If you are importing from a local file or URL and using basic auth to block access to your site while in development, then be sure to include the credentials in your import URL as well. The import process does not use the same authenticated session as your browser. For example: http://user:pass@mystagingsite.com/import-file.json
If you are importing from a remote file or URL that is behind a basic auth, make sure it is correct, and make sure the username and password don't contain an @. If you open the feed with the username and password in a separate browser window and you receive a login prompt, then DataGrab sees the same thing and can not read the file. This likely indicates your username or password is wrong, or something else is misconfigured on the server.
Make sure your site and feed protocols match. Don't load a feed from https if your site is running from http.
This documenation will not cover every option on the Configure Import page, because depending on the data type chosen the options will vary based on your ExpressionEngine configuration. The configuration screen is self documenting. Every option has a description explaining what it does.
If the channel you are importing into has category groups assigned to it you will be able to choose which values in your import file map to which category. The main options are the Title field, and the Custom Fields section. You will see an option for every custom field assigned to your channel. Just like the categories you choose which values in your import file map to which custom field.
Additional options let you tell DataGrab what to do if an entry already exists. This is especially useful if we want to periodically re-run the import. The best way to do this is to import a unique value into a custom field (often referred to as a GUID). This unique value could be an id, a url specific to the entry, a stock control number, or just something as simple as the title.

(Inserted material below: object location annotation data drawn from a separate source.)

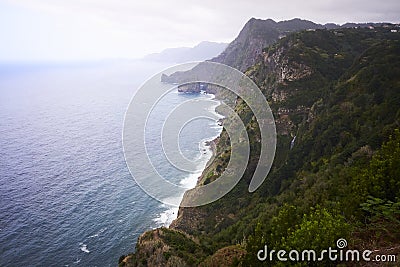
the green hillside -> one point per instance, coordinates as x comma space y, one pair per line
335, 95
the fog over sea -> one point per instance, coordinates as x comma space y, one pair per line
66, 195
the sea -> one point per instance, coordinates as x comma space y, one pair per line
66, 195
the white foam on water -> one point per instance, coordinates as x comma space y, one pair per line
84, 248
166, 217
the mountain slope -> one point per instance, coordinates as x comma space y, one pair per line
338, 92
200, 52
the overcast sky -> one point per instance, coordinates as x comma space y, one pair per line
48, 30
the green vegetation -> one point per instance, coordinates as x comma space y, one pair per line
340, 96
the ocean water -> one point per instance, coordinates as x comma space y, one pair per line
66, 195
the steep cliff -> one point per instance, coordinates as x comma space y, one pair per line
337, 93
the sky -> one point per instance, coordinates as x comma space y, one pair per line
71, 30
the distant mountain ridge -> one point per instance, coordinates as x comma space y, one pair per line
203, 51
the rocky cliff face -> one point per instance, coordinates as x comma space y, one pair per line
257, 34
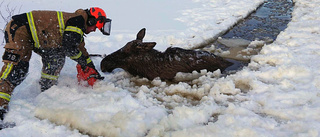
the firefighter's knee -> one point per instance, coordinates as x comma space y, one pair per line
15, 74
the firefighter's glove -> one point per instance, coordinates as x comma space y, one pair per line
88, 74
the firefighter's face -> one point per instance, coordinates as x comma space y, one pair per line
91, 29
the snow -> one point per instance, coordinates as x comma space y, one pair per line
276, 95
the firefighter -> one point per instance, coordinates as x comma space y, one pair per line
53, 35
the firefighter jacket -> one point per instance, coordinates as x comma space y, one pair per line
50, 30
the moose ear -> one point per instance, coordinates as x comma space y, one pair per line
141, 34
146, 46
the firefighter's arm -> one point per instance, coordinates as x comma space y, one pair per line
72, 39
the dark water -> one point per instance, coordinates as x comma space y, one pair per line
264, 24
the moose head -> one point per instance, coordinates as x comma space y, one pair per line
139, 58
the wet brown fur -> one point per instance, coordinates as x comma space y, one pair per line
139, 58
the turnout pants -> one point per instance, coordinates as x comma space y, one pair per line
16, 57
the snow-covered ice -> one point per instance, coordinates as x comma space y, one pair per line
277, 94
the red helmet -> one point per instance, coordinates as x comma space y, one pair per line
101, 20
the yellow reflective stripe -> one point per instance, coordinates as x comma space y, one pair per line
47, 76
61, 22
5, 96
33, 30
74, 29
76, 56
7, 71
88, 60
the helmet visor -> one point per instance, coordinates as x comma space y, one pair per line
106, 27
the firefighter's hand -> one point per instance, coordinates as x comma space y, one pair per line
88, 74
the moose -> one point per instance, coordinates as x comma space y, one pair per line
140, 59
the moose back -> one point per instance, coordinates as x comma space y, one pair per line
139, 58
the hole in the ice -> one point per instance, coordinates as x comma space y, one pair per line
238, 44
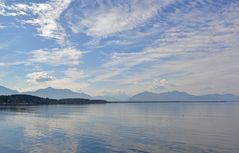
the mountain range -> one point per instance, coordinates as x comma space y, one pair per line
144, 96
182, 96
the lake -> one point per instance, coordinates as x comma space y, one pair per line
123, 127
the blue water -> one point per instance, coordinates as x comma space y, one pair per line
125, 127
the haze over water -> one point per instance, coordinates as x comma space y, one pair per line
125, 127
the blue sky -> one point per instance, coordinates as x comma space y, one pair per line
120, 47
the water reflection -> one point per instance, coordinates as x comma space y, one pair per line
121, 128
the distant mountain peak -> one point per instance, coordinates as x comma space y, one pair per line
7, 91
55, 93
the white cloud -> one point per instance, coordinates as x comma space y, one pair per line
39, 77
47, 20
45, 16
103, 21
56, 56
183, 55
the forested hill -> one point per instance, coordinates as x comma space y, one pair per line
34, 100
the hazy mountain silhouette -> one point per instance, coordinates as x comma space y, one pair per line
57, 93
7, 91
181, 96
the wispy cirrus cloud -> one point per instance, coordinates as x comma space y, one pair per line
195, 36
56, 56
45, 16
39, 77
116, 17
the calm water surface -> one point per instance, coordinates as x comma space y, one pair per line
125, 127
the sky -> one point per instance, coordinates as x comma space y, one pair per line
120, 47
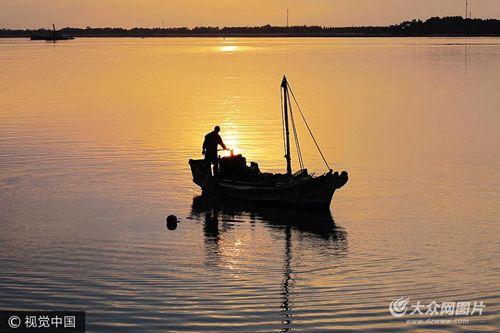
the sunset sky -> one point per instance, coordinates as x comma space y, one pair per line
151, 13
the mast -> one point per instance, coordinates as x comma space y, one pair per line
284, 86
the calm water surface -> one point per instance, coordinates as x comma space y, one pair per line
95, 135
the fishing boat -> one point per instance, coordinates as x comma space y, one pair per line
52, 36
236, 179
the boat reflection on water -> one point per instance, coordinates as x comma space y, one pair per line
315, 226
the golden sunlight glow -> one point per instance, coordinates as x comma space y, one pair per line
231, 139
228, 48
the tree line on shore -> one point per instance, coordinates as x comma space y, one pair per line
435, 26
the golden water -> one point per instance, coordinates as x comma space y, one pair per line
95, 135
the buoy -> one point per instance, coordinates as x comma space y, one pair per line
172, 222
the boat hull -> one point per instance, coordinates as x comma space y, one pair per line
310, 191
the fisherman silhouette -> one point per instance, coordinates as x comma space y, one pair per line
212, 141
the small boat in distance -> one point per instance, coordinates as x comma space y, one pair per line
237, 180
52, 36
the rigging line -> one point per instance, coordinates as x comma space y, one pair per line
295, 136
308, 128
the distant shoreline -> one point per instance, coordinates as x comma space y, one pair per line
434, 27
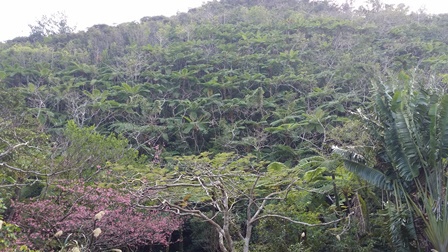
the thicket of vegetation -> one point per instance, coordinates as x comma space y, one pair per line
278, 125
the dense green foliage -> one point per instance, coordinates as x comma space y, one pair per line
272, 83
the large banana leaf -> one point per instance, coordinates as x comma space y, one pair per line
373, 176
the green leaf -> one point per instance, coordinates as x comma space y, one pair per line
276, 167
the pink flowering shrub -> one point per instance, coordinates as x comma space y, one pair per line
72, 210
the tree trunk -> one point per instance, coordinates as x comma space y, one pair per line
248, 236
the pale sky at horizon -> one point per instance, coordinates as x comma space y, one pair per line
18, 14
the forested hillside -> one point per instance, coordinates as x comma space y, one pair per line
242, 125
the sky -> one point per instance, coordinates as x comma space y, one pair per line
18, 14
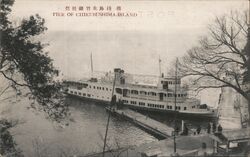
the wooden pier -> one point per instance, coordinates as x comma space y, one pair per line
152, 126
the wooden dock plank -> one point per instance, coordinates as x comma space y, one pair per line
145, 121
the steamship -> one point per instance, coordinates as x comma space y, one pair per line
167, 96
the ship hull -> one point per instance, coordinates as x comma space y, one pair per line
146, 110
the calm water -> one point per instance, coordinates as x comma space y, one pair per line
37, 135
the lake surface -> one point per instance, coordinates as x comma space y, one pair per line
36, 135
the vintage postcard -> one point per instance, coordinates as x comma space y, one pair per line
136, 78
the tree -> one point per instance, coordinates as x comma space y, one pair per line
26, 66
222, 56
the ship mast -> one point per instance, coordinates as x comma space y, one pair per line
175, 112
91, 60
107, 125
160, 66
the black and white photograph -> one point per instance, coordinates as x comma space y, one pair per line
124, 78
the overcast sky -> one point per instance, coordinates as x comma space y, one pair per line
162, 28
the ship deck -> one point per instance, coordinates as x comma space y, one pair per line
156, 128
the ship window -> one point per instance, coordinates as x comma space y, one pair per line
141, 103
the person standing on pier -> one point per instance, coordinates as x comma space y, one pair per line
198, 130
214, 127
208, 128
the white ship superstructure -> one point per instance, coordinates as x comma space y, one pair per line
160, 97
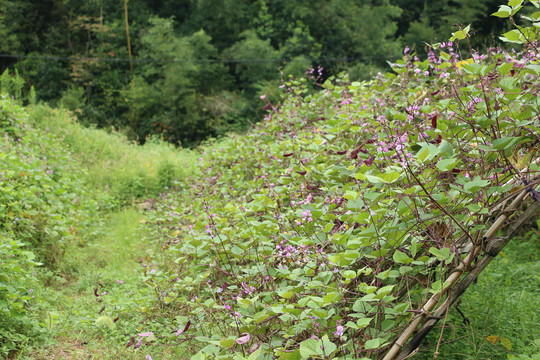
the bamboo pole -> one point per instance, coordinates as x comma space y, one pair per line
492, 249
454, 277
127, 33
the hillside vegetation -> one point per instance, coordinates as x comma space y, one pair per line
352, 213
186, 70
348, 212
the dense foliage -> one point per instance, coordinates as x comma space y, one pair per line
321, 232
44, 208
199, 65
57, 180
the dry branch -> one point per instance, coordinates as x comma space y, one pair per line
459, 270
492, 249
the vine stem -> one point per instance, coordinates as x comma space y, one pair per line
439, 206
451, 280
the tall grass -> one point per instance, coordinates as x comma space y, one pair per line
129, 171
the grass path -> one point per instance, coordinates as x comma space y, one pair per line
105, 262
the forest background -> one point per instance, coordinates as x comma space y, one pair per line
184, 70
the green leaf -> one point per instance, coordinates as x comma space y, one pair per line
198, 356
328, 346
460, 35
402, 258
106, 321
504, 143
390, 177
227, 343
446, 164
372, 344
511, 36
505, 68
476, 184
504, 11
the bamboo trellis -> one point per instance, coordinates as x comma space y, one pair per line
491, 247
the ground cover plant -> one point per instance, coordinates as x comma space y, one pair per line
60, 184
44, 209
330, 227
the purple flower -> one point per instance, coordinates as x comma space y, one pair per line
243, 339
339, 331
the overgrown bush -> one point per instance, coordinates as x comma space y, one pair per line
323, 232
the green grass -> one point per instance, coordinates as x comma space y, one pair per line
126, 170
74, 308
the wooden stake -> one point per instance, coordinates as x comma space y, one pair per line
452, 279
127, 33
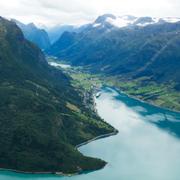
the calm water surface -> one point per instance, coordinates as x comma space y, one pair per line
141, 151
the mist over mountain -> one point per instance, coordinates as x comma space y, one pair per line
132, 47
34, 34
43, 116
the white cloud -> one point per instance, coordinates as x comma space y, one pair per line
51, 12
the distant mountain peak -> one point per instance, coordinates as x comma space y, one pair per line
129, 20
103, 18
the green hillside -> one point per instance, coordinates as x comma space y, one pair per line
42, 116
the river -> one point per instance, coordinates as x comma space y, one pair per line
140, 151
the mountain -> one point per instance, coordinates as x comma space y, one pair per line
42, 117
56, 32
135, 49
34, 34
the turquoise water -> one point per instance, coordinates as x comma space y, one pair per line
140, 151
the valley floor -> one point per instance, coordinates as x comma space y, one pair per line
162, 95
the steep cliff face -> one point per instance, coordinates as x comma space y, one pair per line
42, 116
34, 34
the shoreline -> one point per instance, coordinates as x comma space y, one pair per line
143, 101
61, 173
96, 138
115, 132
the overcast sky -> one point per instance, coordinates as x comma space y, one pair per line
52, 12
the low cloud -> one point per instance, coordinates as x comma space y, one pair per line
51, 12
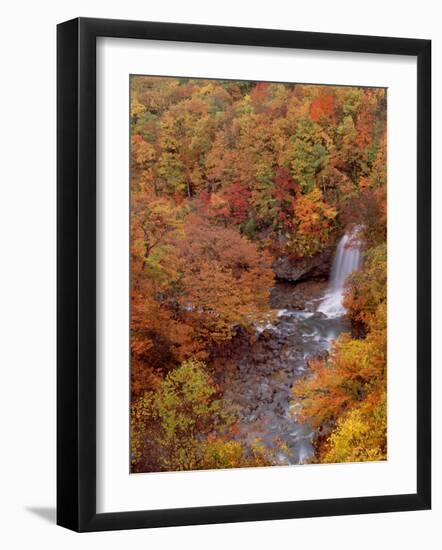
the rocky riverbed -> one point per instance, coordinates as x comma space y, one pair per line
261, 374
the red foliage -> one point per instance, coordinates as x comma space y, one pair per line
322, 107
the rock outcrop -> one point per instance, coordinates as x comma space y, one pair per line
313, 267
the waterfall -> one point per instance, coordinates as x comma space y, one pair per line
347, 259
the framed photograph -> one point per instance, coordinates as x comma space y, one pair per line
243, 274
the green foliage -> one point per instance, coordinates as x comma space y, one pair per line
225, 177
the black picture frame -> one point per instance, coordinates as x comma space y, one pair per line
77, 287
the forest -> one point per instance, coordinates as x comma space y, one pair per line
230, 179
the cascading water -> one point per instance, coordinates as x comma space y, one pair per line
347, 259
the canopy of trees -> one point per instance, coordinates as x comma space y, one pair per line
225, 176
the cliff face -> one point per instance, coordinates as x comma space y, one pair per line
315, 267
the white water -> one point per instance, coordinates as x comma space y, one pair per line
347, 259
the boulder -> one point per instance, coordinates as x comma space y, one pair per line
312, 267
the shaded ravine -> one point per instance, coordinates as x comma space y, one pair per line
260, 388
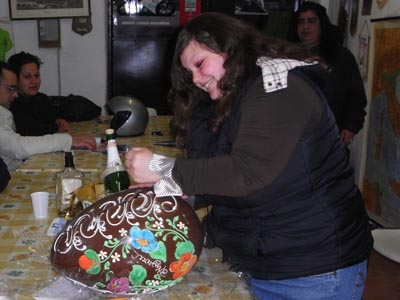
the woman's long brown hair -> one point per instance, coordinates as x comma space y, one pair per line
242, 44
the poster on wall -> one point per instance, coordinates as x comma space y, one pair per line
381, 185
6, 40
148, 13
384, 9
262, 7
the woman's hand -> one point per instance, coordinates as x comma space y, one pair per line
137, 160
63, 125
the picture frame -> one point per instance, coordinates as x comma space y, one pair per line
24, 9
49, 33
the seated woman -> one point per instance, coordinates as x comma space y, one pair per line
33, 111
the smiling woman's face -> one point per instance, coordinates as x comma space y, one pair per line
29, 79
381, 3
206, 67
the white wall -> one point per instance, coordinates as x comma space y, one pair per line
79, 66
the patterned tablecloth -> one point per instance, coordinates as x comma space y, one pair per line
157, 131
25, 246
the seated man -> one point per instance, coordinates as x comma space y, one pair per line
35, 113
13, 147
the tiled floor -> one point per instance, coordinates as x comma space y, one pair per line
383, 281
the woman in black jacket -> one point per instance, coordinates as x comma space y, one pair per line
345, 92
263, 149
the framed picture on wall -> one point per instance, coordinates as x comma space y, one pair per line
24, 9
49, 33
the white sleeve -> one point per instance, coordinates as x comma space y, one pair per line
166, 186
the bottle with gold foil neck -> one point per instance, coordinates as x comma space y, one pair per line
115, 176
67, 183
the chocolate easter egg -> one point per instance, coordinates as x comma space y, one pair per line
129, 243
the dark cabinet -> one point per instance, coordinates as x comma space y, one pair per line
140, 55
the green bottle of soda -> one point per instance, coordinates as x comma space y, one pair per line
115, 176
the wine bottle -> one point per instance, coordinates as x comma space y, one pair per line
115, 176
68, 181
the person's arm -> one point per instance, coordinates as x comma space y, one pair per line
355, 97
271, 125
4, 175
20, 147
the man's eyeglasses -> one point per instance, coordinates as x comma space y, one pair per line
11, 88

If the module encounters a duplicate entry, we can tell it ignore it and not import it, or we can get it to check to see if anything has changed and updates the existing record.
Sometimes, we want to delete entries that are not in the current import file. By adding a timestamp we can see when a record was last updated. We can then delete older entires if desired.
After you save the configuration you will have the chance to give the import a name, short description of what it does, and optionaly give it a passkey.